What does your creative process look like? How do you go from trying out new ideas and jamming to finished records?
Sometimes a song takes a day, sometimes it takes a little longer. Songs are easy to make, but the album process takes a while. I used to just record, mix and master all my songs, make some random artwork and throw them up online without thinking twice, (take the Dreams of Better Days EP for example) but now I like to release albums a little more thoughtfully (take Davos or Danz as an example). It's a long process especially since I self-release everything on my own label (Channel 9 Records) that I run solo. Not only is it creating the songs themselves, but it's having to get them mixed and mastered properly, figuring out artwork, possibly getting a distribution deal for an advance to make quality videos and hire PR, getting records pressed, figuring out a tour, etc.
If I'm doing a remix or a cover it's much faster, maybe a few days. Albums take longer only because I'm pretty particular about the process being just right.
Is Computer Magic your only project? And how often do you collaborate with other artists? Who would you want to work with the most?
I've been releasing everything as Computer Magic but I'm thinking of switching to just Danz or Danz CM for my next album. A lot of people think of Computer Magic as a band, probably because I have a session drummer when I play live, but in reality I'm doing all the songwriting and producing. All my socials are Danz so it just makes sense.
As for other projects, I also run Synth History, an online media brand that focuses on vintage synths and musicians that use and embrace them. So far I've gotten to interview Vince Clarke, Rick Wakeman, Pete Townshend, Suzanne Ciani, Oneohtrix Point Never. Having Synth History is a pretty neat way to get to talk to my heroes, or e-mail with them anyway. I wanna start doing reviews on synths and tech, etc.
As for my own music, I'd like to collaborate more, but I'm so used to working by myself! I grew up, for the most part, as an only child. When I see or hear things in my head one way, it's hard for me to compromise. My default is working solo, it's just a lot easier, so collaboration for me feels forced or unnatural a lot of the time. Although, I'm growing out of that headspace now and realize the benefits that other musicians or creative minds bring. My friend Cody and I have a rock-n-roll side project called Cody & Danz. We're both solo artists, normally... so we're pretty stubborn when we work together, but the end result is better for it.
How do you see yourself at the highest point of your career? What would be your ultimate dream to accomplish with your work and when do you see that happening?
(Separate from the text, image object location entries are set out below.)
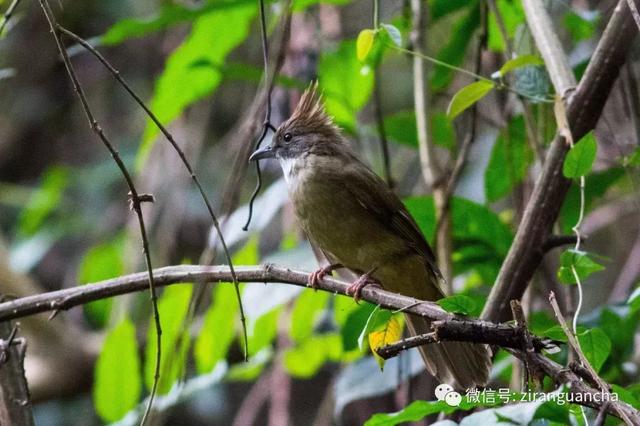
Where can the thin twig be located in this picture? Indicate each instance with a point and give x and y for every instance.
(134, 197)
(542, 210)
(377, 107)
(169, 137)
(8, 14)
(266, 125)
(575, 345)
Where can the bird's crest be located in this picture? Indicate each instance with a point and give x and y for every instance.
(310, 113)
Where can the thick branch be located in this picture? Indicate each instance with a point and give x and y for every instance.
(544, 205)
(75, 296)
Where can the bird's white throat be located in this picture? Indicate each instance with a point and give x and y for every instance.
(290, 167)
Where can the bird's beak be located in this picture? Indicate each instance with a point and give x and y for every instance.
(262, 153)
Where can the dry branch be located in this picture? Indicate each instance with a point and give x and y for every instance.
(543, 208)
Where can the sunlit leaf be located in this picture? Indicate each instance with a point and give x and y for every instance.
(347, 91)
(364, 43)
(394, 34)
(118, 383)
(212, 38)
(584, 266)
(519, 62)
(467, 96)
(580, 158)
(596, 346)
(512, 16)
(458, 304)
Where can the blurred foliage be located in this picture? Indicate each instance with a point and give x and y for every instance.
(212, 55)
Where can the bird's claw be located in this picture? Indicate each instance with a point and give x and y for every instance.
(320, 273)
(355, 289)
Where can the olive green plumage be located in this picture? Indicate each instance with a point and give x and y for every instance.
(350, 214)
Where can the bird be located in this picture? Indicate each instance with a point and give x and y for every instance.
(351, 215)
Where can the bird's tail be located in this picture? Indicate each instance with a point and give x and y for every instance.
(462, 365)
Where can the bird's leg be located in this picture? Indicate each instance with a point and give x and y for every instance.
(364, 280)
(319, 274)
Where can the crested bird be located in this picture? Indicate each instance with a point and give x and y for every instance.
(350, 214)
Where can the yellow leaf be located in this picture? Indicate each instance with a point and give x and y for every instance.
(562, 122)
(390, 333)
(364, 43)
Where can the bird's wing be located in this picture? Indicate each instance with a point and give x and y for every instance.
(373, 194)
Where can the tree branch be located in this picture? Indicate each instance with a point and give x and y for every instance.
(583, 112)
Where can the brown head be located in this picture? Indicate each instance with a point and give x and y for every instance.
(309, 130)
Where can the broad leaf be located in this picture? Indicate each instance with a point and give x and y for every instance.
(459, 304)
(348, 90)
(596, 346)
(212, 38)
(118, 383)
(519, 62)
(364, 43)
(467, 96)
(580, 158)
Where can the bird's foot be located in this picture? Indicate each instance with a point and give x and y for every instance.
(355, 289)
(319, 274)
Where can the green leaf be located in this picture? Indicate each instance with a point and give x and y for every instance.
(519, 62)
(172, 306)
(441, 8)
(364, 43)
(101, 262)
(417, 411)
(394, 34)
(556, 333)
(467, 96)
(596, 346)
(306, 311)
(218, 329)
(580, 158)
(348, 90)
(581, 261)
(117, 383)
(170, 14)
(454, 50)
(509, 161)
(580, 28)
(458, 304)
(44, 201)
(300, 5)
(213, 37)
My ultimate dream pertaining to music would be to score a feature someday. With Synth History, it's to keep the brand growing and hire writers. My general dream is to maintain creativity whilst being financially stable. I just want to be happy doing what I love for as long as I can.
How often do you perform and where could we see you live? Can you tell us a little about your upcoming shows?
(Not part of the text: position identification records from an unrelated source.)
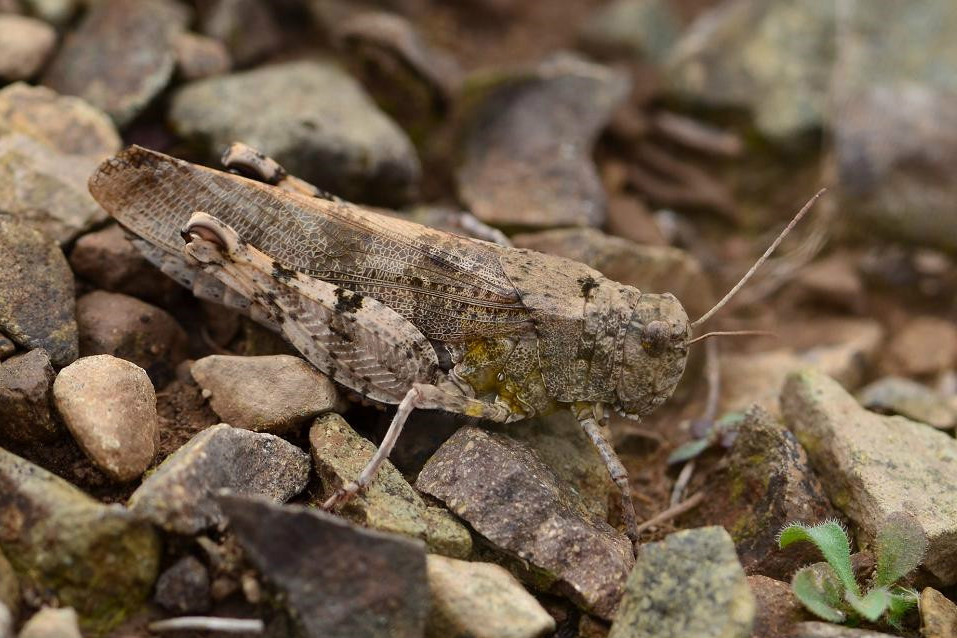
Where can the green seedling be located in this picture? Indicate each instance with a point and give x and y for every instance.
(830, 591)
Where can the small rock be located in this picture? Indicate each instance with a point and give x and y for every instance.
(337, 580)
(184, 588)
(871, 464)
(246, 27)
(179, 496)
(109, 260)
(25, 44)
(99, 559)
(264, 394)
(481, 600)
(388, 503)
(120, 57)
(642, 28)
(897, 395)
(199, 57)
(109, 406)
(924, 346)
(131, 329)
(52, 623)
(509, 496)
(36, 292)
(689, 584)
(938, 615)
(528, 148)
(764, 484)
(325, 130)
(25, 399)
(778, 608)
(9, 589)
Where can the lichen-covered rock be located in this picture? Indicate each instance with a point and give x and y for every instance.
(388, 503)
(179, 496)
(337, 580)
(36, 291)
(481, 600)
(509, 496)
(325, 130)
(527, 156)
(26, 414)
(689, 584)
(99, 559)
(127, 328)
(25, 44)
(265, 394)
(765, 483)
(109, 406)
(120, 57)
(871, 464)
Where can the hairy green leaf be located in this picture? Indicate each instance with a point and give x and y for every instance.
(900, 547)
(819, 589)
(873, 605)
(831, 540)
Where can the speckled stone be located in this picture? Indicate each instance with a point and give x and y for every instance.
(689, 584)
(388, 503)
(871, 464)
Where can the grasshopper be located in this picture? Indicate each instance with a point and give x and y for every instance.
(401, 313)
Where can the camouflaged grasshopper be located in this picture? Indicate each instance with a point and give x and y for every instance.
(401, 313)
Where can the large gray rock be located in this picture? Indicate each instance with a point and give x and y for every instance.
(36, 292)
(265, 394)
(481, 600)
(121, 55)
(179, 496)
(338, 581)
(99, 559)
(509, 496)
(872, 464)
(25, 402)
(388, 503)
(527, 156)
(689, 584)
(325, 129)
(109, 406)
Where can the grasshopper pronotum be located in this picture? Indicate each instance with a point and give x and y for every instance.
(401, 313)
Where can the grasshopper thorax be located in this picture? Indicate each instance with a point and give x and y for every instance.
(655, 350)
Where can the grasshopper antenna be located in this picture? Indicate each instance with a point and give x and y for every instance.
(777, 242)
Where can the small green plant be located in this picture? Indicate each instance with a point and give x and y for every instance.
(830, 591)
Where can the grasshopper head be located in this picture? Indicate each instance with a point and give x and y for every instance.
(655, 352)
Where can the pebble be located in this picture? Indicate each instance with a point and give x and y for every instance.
(69, 548)
(273, 394)
(25, 44)
(481, 600)
(109, 406)
(127, 328)
(36, 292)
(50, 622)
(326, 130)
(871, 464)
(689, 584)
(25, 399)
(120, 57)
(388, 503)
(527, 150)
(179, 496)
(509, 496)
(336, 580)
(183, 588)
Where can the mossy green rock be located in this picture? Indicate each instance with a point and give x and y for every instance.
(388, 503)
(873, 466)
(689, 584)
(98, 559)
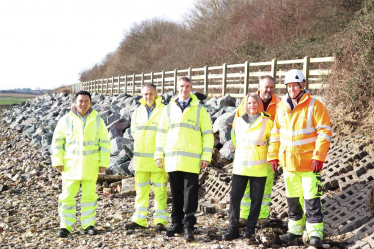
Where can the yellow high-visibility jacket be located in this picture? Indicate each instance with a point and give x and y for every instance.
(81, 149)
(272, 107)
(300, 136)
(144, 132)
(184, 139)
(251, 143)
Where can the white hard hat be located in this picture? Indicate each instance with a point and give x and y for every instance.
(294, 75)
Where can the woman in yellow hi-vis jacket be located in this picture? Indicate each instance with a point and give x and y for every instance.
(80, 150)
(250, 135)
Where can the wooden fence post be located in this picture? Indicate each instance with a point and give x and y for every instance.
(306, 70)
(175, 80)
(246, 77)
(206, 80)
(133, 84)
(274, 68)
(224, 73)
(163, 82)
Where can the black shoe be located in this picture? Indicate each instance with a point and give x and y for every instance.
(315, 241)
(63, 233)
(289, 237)
(188, 234)
(90, 230)
(232, 233)
(175, 228)
(249, 232)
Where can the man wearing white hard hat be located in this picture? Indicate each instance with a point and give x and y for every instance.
(300, 140)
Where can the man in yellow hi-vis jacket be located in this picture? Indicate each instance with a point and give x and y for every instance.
(300, 140)
(80, 150)
(144, 123)
(184, 144)
(269, 101)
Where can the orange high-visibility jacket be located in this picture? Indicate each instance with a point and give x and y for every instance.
(300, 136)
(272, 107)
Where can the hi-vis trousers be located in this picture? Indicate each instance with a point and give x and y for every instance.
(245, 204)
(305, 185)
(143, 189)
(67, 204)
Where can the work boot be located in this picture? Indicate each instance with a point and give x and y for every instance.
(133, 225)
(289, 237)
(175, 228)
(90, 230)
(63, 233)
(242, 222)
(160, 227)
(249, 232)
(231, 234)
(188, 234)
(315, 241)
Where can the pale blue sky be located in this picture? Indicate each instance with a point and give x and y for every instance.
(46, 43)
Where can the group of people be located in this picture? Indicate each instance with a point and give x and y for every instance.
(173, 142)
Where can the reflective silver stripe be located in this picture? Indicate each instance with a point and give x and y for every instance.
(66, 222)
(206, 149)
(299, 142)
(139, 154)
(262, 131)
(162, 130)
(254, 163)
(274, 139)
(159, 185)
(160, 211)
(327, 127)
(65, 215)
(146, 128)
(87, 213)
(182, 153)
(184, 125)
(89, 152)
(142, 184)
(89, 204)
(310, 113)
(325, 136)
(247, 204)
(164, 217)
(297, 132)
(141, 209)
(88, 220)
(206, 132)
(159, 149)
(86, 143)
(105, 150)
(197, 124)
(64, 207)
(140, 216)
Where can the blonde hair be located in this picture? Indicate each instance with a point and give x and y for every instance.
(260, 106)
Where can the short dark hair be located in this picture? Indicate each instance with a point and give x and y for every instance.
(149, 85)
(83, 93)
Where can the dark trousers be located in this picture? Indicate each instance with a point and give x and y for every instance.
(239, 183)
(184, 192)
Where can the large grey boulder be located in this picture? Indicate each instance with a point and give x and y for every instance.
(226, 100)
I'll probably tour when my next record is out if COVID is gone!
Finally, we would love to ask - What would you say to up and coming artists who want to pursue their passion?
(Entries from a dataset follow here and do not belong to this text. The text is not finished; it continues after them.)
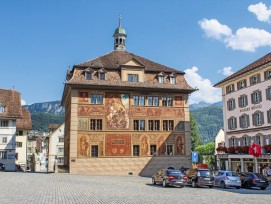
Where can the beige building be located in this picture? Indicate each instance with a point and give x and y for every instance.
(23, 126)
(247, 115)
(10, 111)
(125, 114)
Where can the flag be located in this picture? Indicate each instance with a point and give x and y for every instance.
(255, 150)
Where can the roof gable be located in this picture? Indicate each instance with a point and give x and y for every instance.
(114, 59)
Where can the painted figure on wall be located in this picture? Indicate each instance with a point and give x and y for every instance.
(117, 111)
(179, 145)
(144, 146)
(82, 123)
(83, 97)
(84, 147)
(161, 146)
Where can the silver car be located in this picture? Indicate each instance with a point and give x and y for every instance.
(226, 179)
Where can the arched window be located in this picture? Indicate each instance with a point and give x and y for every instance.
(2, 108)
(258, 139)
(245, 141)
(232, 141)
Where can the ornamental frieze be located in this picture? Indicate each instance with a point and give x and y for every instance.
(90, 110)
(157, 112)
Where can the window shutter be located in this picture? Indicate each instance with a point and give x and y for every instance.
(260, 96)
(252, 98)
(258, 78)
(262, 118)
(229, 124)
(228, 105)
(246, 101)
(251, 81)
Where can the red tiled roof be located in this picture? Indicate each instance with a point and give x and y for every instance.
(258, 63)
(114, 59)
(11, 100)
(24, 123)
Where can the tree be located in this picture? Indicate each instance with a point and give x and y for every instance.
(206, 154)
(195, 136)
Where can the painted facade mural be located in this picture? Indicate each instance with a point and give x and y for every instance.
(90, 110)
(118, 145)
(84, 146)
(179, 101)
(82, 123)
(161, 145)
(117, 111)
(83, 97)
(179, 145)
(144, 146)
(157, 112)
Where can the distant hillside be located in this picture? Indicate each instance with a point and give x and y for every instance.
(40, 121)
(43, 114)
(209, 120)
(53, 107)
(203, 104)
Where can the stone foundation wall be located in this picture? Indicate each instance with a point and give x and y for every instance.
(143, 166)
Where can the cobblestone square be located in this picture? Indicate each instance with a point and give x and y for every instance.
(25, 188)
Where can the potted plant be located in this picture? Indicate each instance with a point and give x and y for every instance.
(231, 150)
(267, 148)
(244, 149)
(237, 149)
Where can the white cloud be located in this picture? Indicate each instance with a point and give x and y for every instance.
(23, 102)
(246, 39)
(213, 29)
(226, 71)
(206, 92)
(261, 11)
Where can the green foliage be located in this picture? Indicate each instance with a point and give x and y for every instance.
(209, 121)
(206, 149)
(40, 121)
(195, 136)
(206, 153)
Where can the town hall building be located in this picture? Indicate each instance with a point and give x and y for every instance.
(125, 115)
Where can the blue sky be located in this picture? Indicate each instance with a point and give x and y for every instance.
(207, 39)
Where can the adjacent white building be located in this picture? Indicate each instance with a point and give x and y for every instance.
(10, 111)
(246, 98)
(56, 147)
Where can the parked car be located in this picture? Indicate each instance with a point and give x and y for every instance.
(200, 177)
(2, 167)
(226, 179)
(249, 180)
(169, 177)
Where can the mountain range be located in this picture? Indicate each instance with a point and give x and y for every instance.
(209, 117)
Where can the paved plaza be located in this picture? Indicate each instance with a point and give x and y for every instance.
(25, 188)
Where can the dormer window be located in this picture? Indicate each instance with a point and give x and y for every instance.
(161, 78)
(2, 108)
(133, 77)
(101, 74)
(267, 74)
(172, 77)
(88, 73)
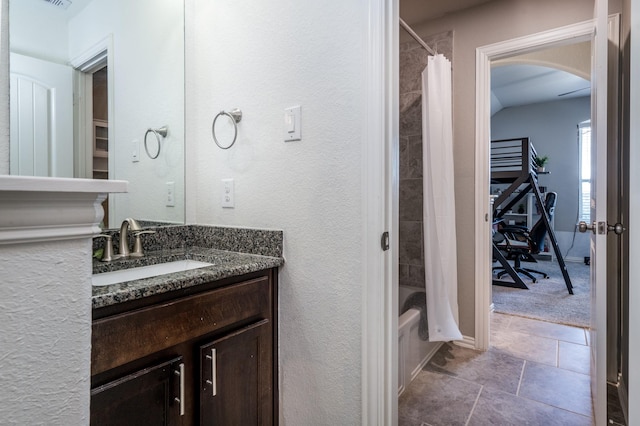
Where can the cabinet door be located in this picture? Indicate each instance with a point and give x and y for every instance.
(151, 396)
(236, 378)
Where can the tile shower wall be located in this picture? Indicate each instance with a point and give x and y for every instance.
(413, 60)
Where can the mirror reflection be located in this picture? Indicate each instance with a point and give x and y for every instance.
(89, 79)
Hmmm.. number one is, stick to your vision. I remember when I first started making music I had a friend tell me that I didn't know what I was doing because I didn't go to music school and he did, yadda yadda. If I had listened to that friend, who knows where I'd be now. Be the number one believer in yourself and your art. Number two is, don't try to sound like other artists or fit a trend. Inspiration is cool, but there's only one David Bowie, one Stanley Kubrick, one Billie Eilish, one Van Gogh, etc. What makes any piece of art unique is the person or people who made it. If you try and sound like someone else it's just never going to work, people will see right through it. So essentially - and I'm aware it sounds cheesy but - believe in yourself, stay true to yourself.